> whole ingredients
These are utterly meaningless terms. You "process" food by cutting and cooking it. Everything is processed. Everything is GMO -- have you seen what corn looked like before humans bred it? Everything is organic. Everything is "whole". Nutrition is too complicated and too individualized for these nonsense labels.
> I'm getting the maximum amount of nutrients from my food
This is utter nonsense. Some processing steps remove some nutrients from some foods. Other processing steps add nutrients that you need. Plenty of foods have nutrients that are completely unavailable for your body until you cook it (many veggies) -- PROCESSING! Other nutrients are destroyed by too much cooking (Vitamin C, I believe). You better be glad the salt you eat is "processed" by adding iodine to it. The water you drink is "processed" by adding fluoride to it. Those last 2 are some of the biggest public health successes in human history.
I'm glad you're feeling better, but it's 100% from paying attention to what you're eating, and 0% from this bullshit about "whole" or "unprocessed" foods with "maximum nutrients". Stop spreading this bullshit.
Looking at the entirety of your comment, you should really apply this advice to yourself.
Highly processed or ultra-processed food is absolutely a meaningful term. The United Nations published so-called NOVA food classification which divides food into four categories by the amount of processing it received.

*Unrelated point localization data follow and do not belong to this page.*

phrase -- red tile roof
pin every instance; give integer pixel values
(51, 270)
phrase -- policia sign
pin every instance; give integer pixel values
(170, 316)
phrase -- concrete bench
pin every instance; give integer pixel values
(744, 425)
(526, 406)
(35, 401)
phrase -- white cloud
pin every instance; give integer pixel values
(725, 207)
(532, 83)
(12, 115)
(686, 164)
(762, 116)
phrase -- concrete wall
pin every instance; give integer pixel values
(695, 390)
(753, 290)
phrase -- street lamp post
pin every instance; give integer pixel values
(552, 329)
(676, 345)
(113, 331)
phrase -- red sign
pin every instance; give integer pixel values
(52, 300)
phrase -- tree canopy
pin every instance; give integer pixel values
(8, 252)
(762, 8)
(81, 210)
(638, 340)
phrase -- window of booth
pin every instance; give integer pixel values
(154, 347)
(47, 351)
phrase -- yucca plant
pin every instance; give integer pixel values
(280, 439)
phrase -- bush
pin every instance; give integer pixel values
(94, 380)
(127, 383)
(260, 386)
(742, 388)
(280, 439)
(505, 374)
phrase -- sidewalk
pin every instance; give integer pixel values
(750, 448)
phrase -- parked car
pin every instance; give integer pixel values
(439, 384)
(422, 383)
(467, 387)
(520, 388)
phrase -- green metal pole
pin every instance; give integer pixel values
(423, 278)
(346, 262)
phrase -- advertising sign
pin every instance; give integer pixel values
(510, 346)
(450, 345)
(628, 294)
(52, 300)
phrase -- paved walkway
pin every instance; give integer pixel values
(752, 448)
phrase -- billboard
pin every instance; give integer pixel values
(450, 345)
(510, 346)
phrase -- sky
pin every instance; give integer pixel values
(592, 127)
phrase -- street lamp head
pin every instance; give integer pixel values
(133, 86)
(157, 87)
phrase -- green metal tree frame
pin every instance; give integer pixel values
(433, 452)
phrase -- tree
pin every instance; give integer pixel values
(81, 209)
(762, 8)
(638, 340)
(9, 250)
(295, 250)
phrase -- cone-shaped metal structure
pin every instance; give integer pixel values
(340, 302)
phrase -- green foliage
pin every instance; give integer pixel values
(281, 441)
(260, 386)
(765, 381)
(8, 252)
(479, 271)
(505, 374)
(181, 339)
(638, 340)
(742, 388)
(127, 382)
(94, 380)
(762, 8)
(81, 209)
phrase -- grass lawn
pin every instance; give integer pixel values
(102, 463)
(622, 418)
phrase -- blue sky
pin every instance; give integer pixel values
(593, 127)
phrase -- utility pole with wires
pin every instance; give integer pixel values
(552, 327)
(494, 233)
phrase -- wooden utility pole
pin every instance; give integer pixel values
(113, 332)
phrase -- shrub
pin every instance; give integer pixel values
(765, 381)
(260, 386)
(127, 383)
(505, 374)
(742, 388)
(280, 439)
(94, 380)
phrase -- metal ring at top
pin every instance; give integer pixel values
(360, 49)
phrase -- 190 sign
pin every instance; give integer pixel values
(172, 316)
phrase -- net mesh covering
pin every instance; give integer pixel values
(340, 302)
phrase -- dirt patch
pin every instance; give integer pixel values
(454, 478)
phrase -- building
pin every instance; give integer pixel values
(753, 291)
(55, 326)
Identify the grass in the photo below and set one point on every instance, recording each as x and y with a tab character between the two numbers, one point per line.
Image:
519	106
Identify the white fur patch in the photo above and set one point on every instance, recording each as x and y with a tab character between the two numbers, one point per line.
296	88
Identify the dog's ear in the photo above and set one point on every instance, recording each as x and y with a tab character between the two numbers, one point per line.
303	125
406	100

Category 4 is what OP was talking about. Industrially processed stuff full of preservatives, artificial coloring, hydrogenated oils, protein isolate, maltodextrin, invert sugar etc. Unlike the other three categories, this sort of industrial processing is a relative newcomer, it wasn't even a thing 100 or 150 years ago, so it is entirely plausible that our guts and our gut biome may not be happy about it.
And yet nobody said "avoid ultra-processed food as defined by NOVA". They said "avoid processed foods" and "eat whole foods". It's extremely generous to assume everyone reading the former translates that in their head to "avoid ultra-processed food as defined by NOVA". And the latter is meaningless.
Even if that is what they really mean, that's really surface-level advice. There are foods in Tier 4 that are just fine. There are foods in Tier 4 that are more nutritious than "whole foods" are. Note that if you add whey protein to your soy milk, you have just created an ultra-processed food!
No one means that cutting a carrot make it into “processed food”. You are changing a mostly commonly understood definition to a new wanna-be-technically-correct one you just made up only to suit your argument.
There is a grey area in the definition of processed foods, but it’s not close as large as your definition maintains.
Please show me I'm wrong and give a concise definition of what makes some food processed. The internet needs a good definition as these conversations always just end up with hand waving as there is no consensus of what food is what.
[1] https://www.fao.org/3/ca5644en/CA5644EN.pdf
[2] https://world.openfoodfacts.org/product/3017620422003/nutell...
It's not until you get to Tier 4 (ultra-processed foods) that you start to see anything legitimately concerning. And indeed if the advice everyone was parroting was "avoid ultra-processed foods as defined by the FAO", then I'd care a lot less about it. Even still, the FAO says that ingredients added to ultra-processed foods include:
> varieties of sugars (fructose, high-fructose corn syrup, ‘fruit juice concentrates’, invert sugar, maltodextrin, dextrose, lactose), modified oils (hydrogenated or interesterified oils) and sources of protein (hydrolysed proteins, soya protein isolate, gluten, casein, whey protein, and ‘mechanically separated meat’).
Avoid sugars and foods with high glycemic indices. Absolutely avoid high-fructose corn syrup. Avoid hydrogenated fats; there is clear evidence they are harmful. Those sources of protein? Health nuts add that stuff to their soy milk all the time! Details matter!
My point is that there are specific processing steps that affect specific foods. Advice on how to identify and avoid those foods is fine. But that's not what anyone is saying: they're saying "avoid processed foods" and "eat whole foods". Those terms are meaningless as they use them. It's non-advice. It's water-muddying bordering on misinformation.
I did a quick google search and found that some countries use "NOVA" groups to classify how processed a food is, and I think it's a helpful guideline. https://world.openfoodfacts.org/nova
Since virtually all the food we get at our stores is processed in this way it is leading to serious widespread health problems.